Publicado em 24 de fevereiro de 2023 por Tribuna da Internet
Edvaldo Santana
O Globo
É obscuro o futuro da Light, distribuidora de eletricidade do Rio de Janeiro. E respingará nos consumidores, no mínimo com mais aumento de tarifas. A perda não técnica (PNT), eufemismo para furto de energia, é a razão, mas não única, para o desequilíbrio financeiro da companhia que fará 120 anos em 2025.
A perda da Light no ciclo 2022-2026, quando vence a concessão, é de 5.022.764 MWh (573 MW médios). Esse montante corresponde ao consumo de 2 milhões de residências, algo como Sergipe, Amapá e Roraima — juntos.
R$ 1,25 BILHÃO – É como se a energia que a Light compra de Itaipu e Belo Monte fosse usada só pelos fraudadores. Em dinheiro de hoje, é mais que R$ 1,25 bilhão ao ano. A esse montante é adicionada a parcela sob responsabilidade do acionista da Light, que ultrapassa R$ 800 milhões. E isso é só um pedaço dos quase R$ 7 bilhões que os consumidores brasileiros gastam com a perda não técnica.

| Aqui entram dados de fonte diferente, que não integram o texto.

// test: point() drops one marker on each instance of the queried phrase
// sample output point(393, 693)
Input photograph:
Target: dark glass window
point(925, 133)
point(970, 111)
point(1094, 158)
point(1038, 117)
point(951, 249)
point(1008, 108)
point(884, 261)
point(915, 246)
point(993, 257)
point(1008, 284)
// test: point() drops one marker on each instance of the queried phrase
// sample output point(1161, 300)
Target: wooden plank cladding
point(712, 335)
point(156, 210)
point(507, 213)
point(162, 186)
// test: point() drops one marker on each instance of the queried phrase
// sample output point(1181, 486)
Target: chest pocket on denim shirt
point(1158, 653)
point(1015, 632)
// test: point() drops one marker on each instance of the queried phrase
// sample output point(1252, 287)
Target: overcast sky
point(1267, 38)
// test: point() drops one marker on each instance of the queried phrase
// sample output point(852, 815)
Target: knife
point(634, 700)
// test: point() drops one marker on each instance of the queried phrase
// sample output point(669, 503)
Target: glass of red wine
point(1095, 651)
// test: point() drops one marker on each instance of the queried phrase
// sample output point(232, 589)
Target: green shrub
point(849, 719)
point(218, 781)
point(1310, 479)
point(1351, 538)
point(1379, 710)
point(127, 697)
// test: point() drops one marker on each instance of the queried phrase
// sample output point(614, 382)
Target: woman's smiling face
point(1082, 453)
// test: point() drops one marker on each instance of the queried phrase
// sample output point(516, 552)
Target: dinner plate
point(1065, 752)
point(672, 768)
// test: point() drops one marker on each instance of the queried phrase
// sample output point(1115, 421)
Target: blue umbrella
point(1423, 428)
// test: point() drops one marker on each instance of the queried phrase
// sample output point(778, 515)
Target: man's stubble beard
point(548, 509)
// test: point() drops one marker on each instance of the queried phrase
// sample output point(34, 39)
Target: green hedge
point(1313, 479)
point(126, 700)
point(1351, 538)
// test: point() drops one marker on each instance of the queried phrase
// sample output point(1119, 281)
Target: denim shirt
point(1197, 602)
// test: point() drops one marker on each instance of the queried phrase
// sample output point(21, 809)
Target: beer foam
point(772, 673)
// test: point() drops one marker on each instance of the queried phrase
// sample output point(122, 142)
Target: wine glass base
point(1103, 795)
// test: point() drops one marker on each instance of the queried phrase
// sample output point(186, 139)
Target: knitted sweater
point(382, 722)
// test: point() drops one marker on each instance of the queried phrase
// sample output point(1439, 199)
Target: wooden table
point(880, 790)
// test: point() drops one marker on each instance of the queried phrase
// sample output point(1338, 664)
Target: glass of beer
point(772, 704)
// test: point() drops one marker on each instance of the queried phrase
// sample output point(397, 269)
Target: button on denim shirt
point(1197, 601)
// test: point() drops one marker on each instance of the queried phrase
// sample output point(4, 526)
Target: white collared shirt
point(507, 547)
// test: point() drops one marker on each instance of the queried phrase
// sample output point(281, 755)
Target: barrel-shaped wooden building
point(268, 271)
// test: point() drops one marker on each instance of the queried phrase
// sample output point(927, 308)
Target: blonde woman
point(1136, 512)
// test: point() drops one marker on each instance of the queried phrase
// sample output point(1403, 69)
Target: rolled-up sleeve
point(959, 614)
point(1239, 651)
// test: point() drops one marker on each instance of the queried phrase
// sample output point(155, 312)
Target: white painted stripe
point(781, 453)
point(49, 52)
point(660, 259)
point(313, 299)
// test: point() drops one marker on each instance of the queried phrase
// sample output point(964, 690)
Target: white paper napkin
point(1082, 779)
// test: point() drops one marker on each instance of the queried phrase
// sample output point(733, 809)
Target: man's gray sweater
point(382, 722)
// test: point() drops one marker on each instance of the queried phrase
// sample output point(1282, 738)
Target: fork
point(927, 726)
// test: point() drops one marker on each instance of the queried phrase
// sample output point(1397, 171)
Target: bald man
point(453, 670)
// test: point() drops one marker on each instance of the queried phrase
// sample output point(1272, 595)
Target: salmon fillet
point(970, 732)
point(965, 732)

Esses limites são fixados a partir de Áreas com Severas Restrições Operativas (ASROs), outro eufemismo para regiões dominadas por milícia e traficantes. Nelas, o consumo médio é da ordem de 400 kWh. O Globo de 12 de fevereiro publicou duas ótimas reportagens sobre o tema — uma de Glauce Cavalcanti e Ana Flávia Pilar e outra de Marcos Nunes.
Há uma razão para o Estado não se empenhar no combate à fraude: o ICMS é cobrado também pela energia furtada. Impedir a fraude implica reduzir o consumo e diminui o ICMS faturado.
CICLO PERVERSO – Em 2013 fui diretor-ouvidor da Agência Nacional de Energia Elétrica (Aneel). Estive em três dessas ASROs. “Não vou dar mole. Se meu vizinho não paga, e ninguém faz nada, por que vou pagar?” Foi o que escutei de pessoas que até se envergonhavam da clandestinidade. É o ciclo perverso do furto de energia. O “gato”, desde então, cresceu de 34% para mais de 50%.
A Light não fez a coisa mais certa. Priorizou soluções técnicas consagradas, como blindar os medidores, para resolver um problema que é social e, sobretudo, comportamental. É raro o usuário que quer permanecer clandestino. É mais raro ainda quem furta de si mesmo.
Por que, então, não eliminar o vínculo com a milícia? Como o consumidor (pagante) gasta R$ 1,25 bilhão ao ano com a perda não técnica, por que não criar um fundo com esse dinheiro, como se os 573 MW médios pertencessem ao conjunto de consumidores que deixarem de fraudar?
INSTALAR MEDIDOR – Esses kWh seriam repartidos em cotas de 200 kWh (R$ 220 no caso da Light), com uma condição: instalar o medidor. Durante um período de 18 meses a energia é medida, mas o antigo fraudador só paga o que exceder 200 kWh. Nos 18 meses seguintes, pagará o que exceder 150 kWh, e assim sucessivamente.
A Light sempre totalizará o consumo. Se for menor que os 573 MW médios do fundo, o saldo reverte em bônus na conta de luz do ano seguinte. E a conta do consumidor honesto também cairá, pois o consumo das ASROs será menor que os 400 kWh atuais, e a Light comprará menos energia para revenda.
Seria a chance de sair da espiral de desastre. O fundo de kWh corta o elo com a milícia, e o consumidor é estimulado a ser eficiente no uso da energia. Esse mecanismo funcionaria por no máximo oito anos, tempo para que a fraude na área da Light alcance a média nacional de 14%, numa economia de R$ 1 bilhão ao ano.